De Claire Montret avec le concours de Stéphanie Arnaud, psychologue du travail et chercheur.

Pourquoi parler d’innovation managériale ?

De nombreux entrepreneurs se posent en effet la question d’un management innovant sans pour autant oser casser les codes et les postures …

Pas facile, me direz-vous. Il faut dire qu’aucune recette miracle n’existe et qu’à chaque entreprise il est nécessaire de penser et de mettre en place son propre modèle managériale. Au sein du Centre des Jeunes Dirigeants, nous avons travaillé avec Stéphanie Arnaud, chercheur en psychologie du travail. Ces recherches ont guidés nos actions et expérimentations de consultants et Dirigeants. Voici quelques principes clés à respecter pour réussir une évolution de vos pratiques managériales.

4 principes clés :

Donner de l’Autonomie

Le travail doit s’accompagner d’une zone d’autonomie pour le salarié, lui permettant d’exprimer sa personnalité et d’éprouver sa liberté. Concrètement, cela signifie d’une part, que le travailleur doit pouvoir, dans une certaine mesure, personnaliser et renormaliser son action, afin de l’adapter à ses spécificités et d’y inscrire une trace de sa personnalité. D’autre part, il doit pouvoir prendre des initiatives, réaliser des choix et participer à la détermination des moyens et des objectifs, afin de se sentir responsable et véritable auteur de sa tâche.

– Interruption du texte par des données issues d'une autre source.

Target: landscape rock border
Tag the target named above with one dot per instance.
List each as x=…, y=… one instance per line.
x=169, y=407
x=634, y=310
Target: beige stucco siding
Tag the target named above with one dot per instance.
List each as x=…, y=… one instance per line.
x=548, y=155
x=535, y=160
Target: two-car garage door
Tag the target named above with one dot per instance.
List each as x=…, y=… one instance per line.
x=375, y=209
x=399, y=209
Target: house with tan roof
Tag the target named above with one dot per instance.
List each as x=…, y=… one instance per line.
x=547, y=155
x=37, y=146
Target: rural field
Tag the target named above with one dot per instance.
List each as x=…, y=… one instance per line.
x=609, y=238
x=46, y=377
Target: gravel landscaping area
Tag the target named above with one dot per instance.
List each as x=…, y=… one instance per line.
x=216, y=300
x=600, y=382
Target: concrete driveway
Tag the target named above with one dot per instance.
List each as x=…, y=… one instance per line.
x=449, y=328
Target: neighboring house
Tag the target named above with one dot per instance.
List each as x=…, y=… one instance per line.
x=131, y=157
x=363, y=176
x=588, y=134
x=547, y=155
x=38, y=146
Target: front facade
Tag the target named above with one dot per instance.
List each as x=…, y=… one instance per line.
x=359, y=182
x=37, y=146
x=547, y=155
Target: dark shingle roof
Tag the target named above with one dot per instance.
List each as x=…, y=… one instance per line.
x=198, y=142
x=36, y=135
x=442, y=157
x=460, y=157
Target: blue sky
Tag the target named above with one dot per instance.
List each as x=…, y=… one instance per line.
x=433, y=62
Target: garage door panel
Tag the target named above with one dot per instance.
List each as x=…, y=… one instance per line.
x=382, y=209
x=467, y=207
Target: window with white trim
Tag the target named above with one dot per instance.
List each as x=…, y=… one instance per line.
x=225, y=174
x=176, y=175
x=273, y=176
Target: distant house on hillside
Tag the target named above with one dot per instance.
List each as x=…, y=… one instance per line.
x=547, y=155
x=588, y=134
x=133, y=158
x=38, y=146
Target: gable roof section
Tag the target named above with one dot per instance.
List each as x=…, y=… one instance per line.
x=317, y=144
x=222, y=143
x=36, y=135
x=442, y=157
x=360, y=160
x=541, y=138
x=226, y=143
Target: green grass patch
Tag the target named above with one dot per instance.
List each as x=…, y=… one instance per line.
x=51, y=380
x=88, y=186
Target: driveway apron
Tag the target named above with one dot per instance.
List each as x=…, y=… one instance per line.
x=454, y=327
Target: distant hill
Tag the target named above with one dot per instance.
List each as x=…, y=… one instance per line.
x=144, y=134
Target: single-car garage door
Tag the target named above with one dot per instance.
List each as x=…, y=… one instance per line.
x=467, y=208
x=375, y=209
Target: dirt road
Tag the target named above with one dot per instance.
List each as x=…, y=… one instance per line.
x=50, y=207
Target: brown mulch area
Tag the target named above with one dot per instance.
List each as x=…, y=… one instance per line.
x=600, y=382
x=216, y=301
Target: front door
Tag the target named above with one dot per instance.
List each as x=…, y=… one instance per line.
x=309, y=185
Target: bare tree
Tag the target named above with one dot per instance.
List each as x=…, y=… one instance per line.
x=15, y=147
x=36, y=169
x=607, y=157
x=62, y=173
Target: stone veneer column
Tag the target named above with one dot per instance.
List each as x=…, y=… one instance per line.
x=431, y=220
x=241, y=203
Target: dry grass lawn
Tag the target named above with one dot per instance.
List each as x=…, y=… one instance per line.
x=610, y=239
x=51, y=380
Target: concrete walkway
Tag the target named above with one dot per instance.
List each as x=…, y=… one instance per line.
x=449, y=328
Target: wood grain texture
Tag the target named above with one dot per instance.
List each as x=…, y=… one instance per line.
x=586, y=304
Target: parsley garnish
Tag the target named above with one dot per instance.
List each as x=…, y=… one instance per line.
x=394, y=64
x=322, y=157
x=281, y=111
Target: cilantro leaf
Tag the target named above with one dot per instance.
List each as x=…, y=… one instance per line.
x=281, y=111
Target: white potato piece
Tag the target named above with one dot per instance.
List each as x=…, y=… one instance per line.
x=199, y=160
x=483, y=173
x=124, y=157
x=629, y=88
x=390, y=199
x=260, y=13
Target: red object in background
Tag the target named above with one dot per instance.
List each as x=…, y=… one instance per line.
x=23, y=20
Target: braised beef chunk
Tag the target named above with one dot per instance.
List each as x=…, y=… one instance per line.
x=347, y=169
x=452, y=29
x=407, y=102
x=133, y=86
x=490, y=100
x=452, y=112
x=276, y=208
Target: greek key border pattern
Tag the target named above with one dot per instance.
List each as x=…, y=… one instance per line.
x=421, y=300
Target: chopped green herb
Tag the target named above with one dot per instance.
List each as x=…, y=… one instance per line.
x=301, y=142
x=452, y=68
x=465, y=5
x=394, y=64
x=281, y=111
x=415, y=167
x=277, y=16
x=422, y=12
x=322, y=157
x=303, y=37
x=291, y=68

Développer les Compétences

Le travail doit offrir la possibilité au salarié d’exprimer les talents et qualités qu’il sent détenir en lui de façon potentielle, de relever des challenges stimulants, d’affirmer et de développer ses compétences.

Reconnaissance et écoute

La situation de travail doit permettre à la personne de se sentir reconnue « à sa juste valeur » et dans sa singularité. Le salarié doit se sentir écouté et compris par ses supérieurs. Des relations basées sur la confiance sont un pré-requis évident.

Respect de la singularité et de la subjectivité de la personne.

La prise en compte, l’écoute et le respect de la personne dans sa singularité et dans sa subjectivité constituent le socle d’un management humaniste. Par conséquent, la traduction en application concrète des principes énoncés précédemment, variera en fonction de la spécificité de chaque situation rencontrée : singularité des acteurs, de la culture d’entreprise, etc.

Les outils et pratiques managériales.

Pour satisfaire le besoin d’autonomie, les modes de management participatif et « délégatif » peuvent être mis en place, avec tous les outils et pratiques que cela implique (concertations, cercles de qualité, groupes de parole et de réflexion pour échanger les bonnes pratiques entre managers intermédiaires, information ascendante, souplesse dans l’organisation des activités et des tâches pour permettre à chaque salarié de « décider et prendre des initiatives», référentiels d’activité souples pour permettre une marge de renormalisation par le travailleur, etc.).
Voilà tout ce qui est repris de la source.